The SPLC, which has its headquarters in Montgomery, writes; “The Liberty Counsel has also been active in the battle against same-sex marriage and hate crimes legislation, which it claimed in a 2007 news release to be “’thought crimes’ laws that violate the right to freedom of speech and of conscience” and will “have a chilling effect on people who have moral or religious objections to homosexual behavior.” In that same release, the Liberty Counsel falsely claimed that the brutal murder of Matthew Shepard in Laramie, Wyo., had nothing to do with homosexuality, but instead was “a bungled robbery.”

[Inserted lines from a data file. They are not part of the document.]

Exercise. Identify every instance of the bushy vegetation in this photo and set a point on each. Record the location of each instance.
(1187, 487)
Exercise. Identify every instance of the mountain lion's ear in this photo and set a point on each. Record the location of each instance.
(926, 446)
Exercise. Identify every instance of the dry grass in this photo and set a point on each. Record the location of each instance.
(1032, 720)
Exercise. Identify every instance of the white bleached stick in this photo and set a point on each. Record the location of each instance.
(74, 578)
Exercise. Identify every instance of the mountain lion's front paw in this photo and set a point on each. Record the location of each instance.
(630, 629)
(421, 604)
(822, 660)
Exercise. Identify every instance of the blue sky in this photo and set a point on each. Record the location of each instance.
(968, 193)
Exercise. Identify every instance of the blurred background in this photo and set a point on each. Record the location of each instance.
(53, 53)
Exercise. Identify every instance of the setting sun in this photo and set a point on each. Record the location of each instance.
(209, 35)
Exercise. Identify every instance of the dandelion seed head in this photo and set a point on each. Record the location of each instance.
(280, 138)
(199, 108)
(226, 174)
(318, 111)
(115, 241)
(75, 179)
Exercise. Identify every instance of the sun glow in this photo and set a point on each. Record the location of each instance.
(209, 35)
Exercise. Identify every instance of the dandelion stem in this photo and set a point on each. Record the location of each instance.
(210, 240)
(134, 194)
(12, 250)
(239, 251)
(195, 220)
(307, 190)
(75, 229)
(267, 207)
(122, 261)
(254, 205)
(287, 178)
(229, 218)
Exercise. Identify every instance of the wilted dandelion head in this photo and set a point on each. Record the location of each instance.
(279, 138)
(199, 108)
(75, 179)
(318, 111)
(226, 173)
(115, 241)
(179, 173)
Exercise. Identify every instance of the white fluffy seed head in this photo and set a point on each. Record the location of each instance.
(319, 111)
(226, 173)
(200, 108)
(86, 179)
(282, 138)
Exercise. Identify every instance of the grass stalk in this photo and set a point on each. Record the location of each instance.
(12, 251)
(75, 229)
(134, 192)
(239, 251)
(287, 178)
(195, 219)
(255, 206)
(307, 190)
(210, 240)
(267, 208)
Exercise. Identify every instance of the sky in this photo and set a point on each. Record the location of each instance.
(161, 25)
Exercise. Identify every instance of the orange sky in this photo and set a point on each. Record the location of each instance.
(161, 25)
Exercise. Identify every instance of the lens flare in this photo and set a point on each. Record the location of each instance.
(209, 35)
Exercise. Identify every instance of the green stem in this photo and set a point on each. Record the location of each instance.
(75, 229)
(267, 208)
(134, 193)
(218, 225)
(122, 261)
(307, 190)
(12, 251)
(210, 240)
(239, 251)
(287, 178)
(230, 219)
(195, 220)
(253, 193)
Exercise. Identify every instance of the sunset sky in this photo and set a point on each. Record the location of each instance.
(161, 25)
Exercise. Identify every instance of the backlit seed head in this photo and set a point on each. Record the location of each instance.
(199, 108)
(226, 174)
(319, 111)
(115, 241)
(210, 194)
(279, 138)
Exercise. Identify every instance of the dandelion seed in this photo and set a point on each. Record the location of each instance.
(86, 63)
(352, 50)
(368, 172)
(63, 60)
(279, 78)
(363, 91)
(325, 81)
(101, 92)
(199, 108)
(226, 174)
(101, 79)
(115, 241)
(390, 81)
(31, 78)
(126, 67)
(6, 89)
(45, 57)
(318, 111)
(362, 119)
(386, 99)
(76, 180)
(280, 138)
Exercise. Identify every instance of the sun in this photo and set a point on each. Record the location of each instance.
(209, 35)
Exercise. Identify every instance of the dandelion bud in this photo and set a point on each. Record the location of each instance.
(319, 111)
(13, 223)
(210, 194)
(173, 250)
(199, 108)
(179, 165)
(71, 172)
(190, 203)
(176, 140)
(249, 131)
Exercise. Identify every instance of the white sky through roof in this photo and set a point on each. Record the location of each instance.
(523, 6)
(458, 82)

In the letter Clark noted; ““As we read the ordinance, churches could be fined if they refuse to allow transgender people to use the bathroom of their choice, and they might be fined if they refused to let same-sex couples use their facilities for weddings,” Clark said. “They could also be fined if they declined to hire non-ministerial personnel, such as facility managers or secretaries, whose sexual orientation or gender identity contradicts the tenants of the church’s faith.”

“Christian schools, small business owners, and homeowners are also in the crosshairs. Schools could face liability if they decline to let transgender students use the locker rooms of their choice,” Clark said. “Small business owners like Jack Phillips [referring to Masterpiece Cakeshop v. Colorado Civil Rights Commission] could face liability. And homeowners who list their homes on Airbnb could be fined if they declined to let a same-sex couple engage in sexual activities in their home that violate the tenants of their faith.”

Clark then warned the City Council that if it passes the ordinance, litigation could result and the City would likely lose.

The Montgomery Advertiser reported last month that City Mayor Steven Reed said a council vote in favor of the LGTBQ nondiscrimination ordinance that’s now being drafted in Montgomery would send a message. 

“There are signals that communities can send, and this is an important signal not only to those residents that live here right now but people all over the country that have maybe one idea of Alabama and Montgomery, and we want to show them that there’s a different reality here,” he said. 

Reed and his team have been working with the Human Rights Campaign and other advocacy groups to draft an ordinance that would expand protections for LGBTQ residents in the state’s capital city. The proposed measure, which would specifically target discrimination in government, employment and housing based on sexual orientation or gender identity the Advertiser reported.